The official blog of the Lung Institute.
Could Cells Help in the Fight?
As they stormed Omaha Beach in Normandy, no one was watching over them. When they scurried across the decks of destroyers and aircraft carriers as sirens alerted of the enemy circling above, they weren’t thinking about their health. Sifting through the jungle, constantly damp and caked in mud, they didn’t know what Agent Orange was and if they did, they still would have fought. When they enlisted, they weren’t looking for a job; they were answering a call, a duty they felt required to fulfill. Unfortunately now, the veterans of WWII, the Korean War, the War in Vietnam and every military action since are seeing their health decline. Some have developed health conditions directly affected by their service while others are simply dealing with ailments that affect the civilian population as well. One of the most prominent health conditions affecting veterans are debilitating lung diseases like chronic obstructive pulmonary disease (COPD) and pulmonary fibrosis.

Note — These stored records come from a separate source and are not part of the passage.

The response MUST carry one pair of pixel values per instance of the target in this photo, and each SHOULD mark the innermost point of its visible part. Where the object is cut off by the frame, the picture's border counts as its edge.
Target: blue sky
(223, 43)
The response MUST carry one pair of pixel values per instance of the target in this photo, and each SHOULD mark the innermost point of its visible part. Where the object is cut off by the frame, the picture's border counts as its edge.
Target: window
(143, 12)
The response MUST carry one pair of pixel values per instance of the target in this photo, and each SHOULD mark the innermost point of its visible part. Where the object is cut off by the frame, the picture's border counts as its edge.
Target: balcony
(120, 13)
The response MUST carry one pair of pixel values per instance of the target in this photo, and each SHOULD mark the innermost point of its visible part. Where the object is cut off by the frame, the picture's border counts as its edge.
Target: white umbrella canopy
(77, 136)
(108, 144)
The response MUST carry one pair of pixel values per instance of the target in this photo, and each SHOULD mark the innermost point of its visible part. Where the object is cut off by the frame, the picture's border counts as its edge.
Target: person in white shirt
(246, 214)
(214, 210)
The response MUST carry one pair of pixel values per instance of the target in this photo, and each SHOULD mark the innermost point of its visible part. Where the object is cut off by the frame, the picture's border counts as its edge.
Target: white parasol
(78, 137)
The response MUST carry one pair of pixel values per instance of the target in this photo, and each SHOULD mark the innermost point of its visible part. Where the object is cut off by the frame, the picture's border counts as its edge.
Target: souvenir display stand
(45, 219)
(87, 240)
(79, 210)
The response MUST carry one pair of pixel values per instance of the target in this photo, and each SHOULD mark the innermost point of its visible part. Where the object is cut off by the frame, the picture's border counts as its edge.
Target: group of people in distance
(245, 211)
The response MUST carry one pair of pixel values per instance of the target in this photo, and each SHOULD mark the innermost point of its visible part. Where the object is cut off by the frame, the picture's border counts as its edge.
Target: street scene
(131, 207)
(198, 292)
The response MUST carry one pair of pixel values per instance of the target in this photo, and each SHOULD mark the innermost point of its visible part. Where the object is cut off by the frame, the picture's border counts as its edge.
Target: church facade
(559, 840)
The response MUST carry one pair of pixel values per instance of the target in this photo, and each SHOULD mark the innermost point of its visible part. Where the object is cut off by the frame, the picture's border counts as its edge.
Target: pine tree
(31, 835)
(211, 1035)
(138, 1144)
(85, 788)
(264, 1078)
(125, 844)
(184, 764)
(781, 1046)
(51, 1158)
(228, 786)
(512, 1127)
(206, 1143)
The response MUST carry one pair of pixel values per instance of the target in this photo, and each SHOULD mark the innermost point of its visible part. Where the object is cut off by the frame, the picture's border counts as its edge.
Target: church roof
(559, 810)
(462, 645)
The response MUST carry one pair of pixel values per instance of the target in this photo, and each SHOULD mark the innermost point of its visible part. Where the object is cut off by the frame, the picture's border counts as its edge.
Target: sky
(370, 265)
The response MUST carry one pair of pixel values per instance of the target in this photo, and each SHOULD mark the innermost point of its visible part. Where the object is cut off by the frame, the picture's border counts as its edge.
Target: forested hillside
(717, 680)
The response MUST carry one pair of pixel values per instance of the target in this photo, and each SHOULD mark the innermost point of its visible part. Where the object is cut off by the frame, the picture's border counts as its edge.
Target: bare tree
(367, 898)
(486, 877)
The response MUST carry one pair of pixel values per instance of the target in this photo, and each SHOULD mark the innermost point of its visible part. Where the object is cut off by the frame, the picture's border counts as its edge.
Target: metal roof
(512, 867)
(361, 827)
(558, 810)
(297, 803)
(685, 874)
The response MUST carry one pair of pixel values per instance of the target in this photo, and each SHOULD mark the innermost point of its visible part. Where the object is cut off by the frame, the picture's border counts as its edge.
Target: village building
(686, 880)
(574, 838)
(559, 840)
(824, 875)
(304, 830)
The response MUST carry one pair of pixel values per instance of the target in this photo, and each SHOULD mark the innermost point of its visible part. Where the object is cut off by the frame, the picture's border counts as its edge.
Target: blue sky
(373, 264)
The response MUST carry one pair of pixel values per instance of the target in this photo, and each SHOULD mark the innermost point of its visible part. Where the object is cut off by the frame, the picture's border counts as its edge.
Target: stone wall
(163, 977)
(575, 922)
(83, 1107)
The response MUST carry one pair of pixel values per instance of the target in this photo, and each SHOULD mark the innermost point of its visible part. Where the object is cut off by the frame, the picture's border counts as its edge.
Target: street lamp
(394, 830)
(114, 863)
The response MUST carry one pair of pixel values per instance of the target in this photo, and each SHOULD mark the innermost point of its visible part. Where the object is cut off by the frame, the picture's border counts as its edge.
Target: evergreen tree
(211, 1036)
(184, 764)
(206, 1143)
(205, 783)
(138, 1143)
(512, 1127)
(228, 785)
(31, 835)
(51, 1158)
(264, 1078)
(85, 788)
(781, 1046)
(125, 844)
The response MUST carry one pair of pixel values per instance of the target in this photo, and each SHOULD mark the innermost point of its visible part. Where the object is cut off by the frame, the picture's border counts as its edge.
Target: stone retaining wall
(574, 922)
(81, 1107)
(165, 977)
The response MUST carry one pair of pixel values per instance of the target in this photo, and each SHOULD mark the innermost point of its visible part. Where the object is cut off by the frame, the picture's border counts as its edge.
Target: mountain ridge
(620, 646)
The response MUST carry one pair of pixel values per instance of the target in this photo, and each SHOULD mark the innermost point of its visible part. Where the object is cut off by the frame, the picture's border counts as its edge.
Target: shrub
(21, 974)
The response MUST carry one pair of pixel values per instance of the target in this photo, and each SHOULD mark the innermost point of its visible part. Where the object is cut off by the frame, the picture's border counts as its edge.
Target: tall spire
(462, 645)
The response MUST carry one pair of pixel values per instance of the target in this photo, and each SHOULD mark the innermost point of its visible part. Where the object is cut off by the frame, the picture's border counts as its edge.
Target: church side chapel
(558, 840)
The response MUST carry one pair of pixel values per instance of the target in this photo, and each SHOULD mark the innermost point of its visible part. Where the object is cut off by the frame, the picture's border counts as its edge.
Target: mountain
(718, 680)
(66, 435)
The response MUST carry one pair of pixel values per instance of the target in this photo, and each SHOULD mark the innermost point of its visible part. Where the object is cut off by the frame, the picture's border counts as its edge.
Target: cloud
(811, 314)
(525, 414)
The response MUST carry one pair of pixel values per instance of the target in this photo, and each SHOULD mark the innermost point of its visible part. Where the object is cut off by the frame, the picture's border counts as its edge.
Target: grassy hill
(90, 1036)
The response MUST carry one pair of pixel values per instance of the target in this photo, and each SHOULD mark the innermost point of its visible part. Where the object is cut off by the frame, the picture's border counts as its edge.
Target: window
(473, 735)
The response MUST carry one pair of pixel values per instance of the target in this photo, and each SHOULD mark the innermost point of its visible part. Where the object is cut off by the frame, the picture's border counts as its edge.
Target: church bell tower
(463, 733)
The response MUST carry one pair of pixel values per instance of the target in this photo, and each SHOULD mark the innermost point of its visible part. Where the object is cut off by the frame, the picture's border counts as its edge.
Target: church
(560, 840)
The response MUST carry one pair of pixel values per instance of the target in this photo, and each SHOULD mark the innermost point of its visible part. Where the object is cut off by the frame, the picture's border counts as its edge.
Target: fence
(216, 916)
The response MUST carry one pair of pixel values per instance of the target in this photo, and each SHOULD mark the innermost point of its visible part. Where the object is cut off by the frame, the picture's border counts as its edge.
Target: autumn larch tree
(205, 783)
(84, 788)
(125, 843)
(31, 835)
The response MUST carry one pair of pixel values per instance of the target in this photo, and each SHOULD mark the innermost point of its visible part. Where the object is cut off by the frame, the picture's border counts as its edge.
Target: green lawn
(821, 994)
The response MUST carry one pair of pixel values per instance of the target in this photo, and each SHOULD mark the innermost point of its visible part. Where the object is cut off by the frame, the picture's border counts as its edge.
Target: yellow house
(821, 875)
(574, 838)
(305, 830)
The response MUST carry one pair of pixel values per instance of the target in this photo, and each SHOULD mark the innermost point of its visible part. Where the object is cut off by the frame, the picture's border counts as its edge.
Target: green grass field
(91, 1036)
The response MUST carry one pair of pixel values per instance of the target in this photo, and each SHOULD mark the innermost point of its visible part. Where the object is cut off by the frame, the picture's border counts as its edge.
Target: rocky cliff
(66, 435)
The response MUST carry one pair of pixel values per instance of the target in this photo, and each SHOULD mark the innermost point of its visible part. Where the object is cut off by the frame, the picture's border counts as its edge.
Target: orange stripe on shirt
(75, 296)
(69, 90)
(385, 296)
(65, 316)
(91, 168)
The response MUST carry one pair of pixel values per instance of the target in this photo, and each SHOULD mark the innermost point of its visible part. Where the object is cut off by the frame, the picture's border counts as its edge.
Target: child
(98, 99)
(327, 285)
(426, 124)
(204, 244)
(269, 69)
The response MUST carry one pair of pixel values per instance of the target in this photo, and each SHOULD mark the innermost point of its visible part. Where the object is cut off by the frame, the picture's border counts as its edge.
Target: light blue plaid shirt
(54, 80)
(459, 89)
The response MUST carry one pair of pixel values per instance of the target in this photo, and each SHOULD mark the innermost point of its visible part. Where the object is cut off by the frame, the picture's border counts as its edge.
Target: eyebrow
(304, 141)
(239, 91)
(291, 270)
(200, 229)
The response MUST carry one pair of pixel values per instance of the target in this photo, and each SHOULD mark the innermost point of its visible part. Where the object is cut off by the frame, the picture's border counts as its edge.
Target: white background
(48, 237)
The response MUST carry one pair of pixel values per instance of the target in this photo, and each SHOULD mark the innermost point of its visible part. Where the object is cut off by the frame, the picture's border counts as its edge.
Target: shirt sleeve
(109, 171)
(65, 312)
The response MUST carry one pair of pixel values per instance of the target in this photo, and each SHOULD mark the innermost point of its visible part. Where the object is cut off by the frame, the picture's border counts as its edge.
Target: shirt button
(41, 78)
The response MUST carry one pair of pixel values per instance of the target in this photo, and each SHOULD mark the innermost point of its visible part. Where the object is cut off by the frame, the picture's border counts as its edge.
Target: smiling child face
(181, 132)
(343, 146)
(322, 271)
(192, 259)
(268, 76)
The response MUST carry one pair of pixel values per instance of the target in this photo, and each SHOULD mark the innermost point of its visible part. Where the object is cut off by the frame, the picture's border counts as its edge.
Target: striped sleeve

A recent study conducted by the Veterans Administration in Cincinnati found that the prevalence of COPD among veterans is much higher than the general population. Younger veterans, those serving in Iraq and Afghanistan, were regularly subjected to air pollution from burn pits, exploded IEDs and aeroallergens found in the desert region. More seasoned veterans faced chemical pollutants like Agent Orange that have contribute to their degrading lung function. Given the limited resources available to veterans, whose military pension equates to approximately 60% of the income of an average household in the specific county they live in, treatment options for incurable lung diseases have left veterans looking outside the VA for answers.
Don’t these men and women, the ones that have offered their lives and their futures for the protection of all Americans, deserve more? Don’t they deserve options, answers and a treatment that might help them get back to the life they want? The answer is an emphatic yes of course, and some veterans have found that these options may lie in cellular therapy to treat their lung disease
The Lung Institute physicians extract cells through a minimally invasive procedure, separate them and then reintroduce them to the lungs. This may quicken healing by directing the cells—and their healing properties—toward the diseased area. The result is healthier tissue growing in place of damaged tissue, and although this doesn’t cure the disease, it may slow further degeneration and has the ability to bring a normal life back within reach.
When I think of veterans, I’m reminded of my grandpa, a U.S. Navy veteran of WWII and the Korean War. As is the same with most veterans, failure was not a term he was acquainted with. However, teamwork was in his daily vocabulary because that is how they operated under fire as a team. Help does not mean that you have failed; it means that you’re not in it alone. Help is exactly what veterans deserve whether they would admit it or not. Just like my grandfather served because he found it to be his duty, I feel it is my duty to serve veterans when they come home. We can help by providing solutions to their problems, and for those struggling to breathe because of their chronic lung disease, cells may be the solution.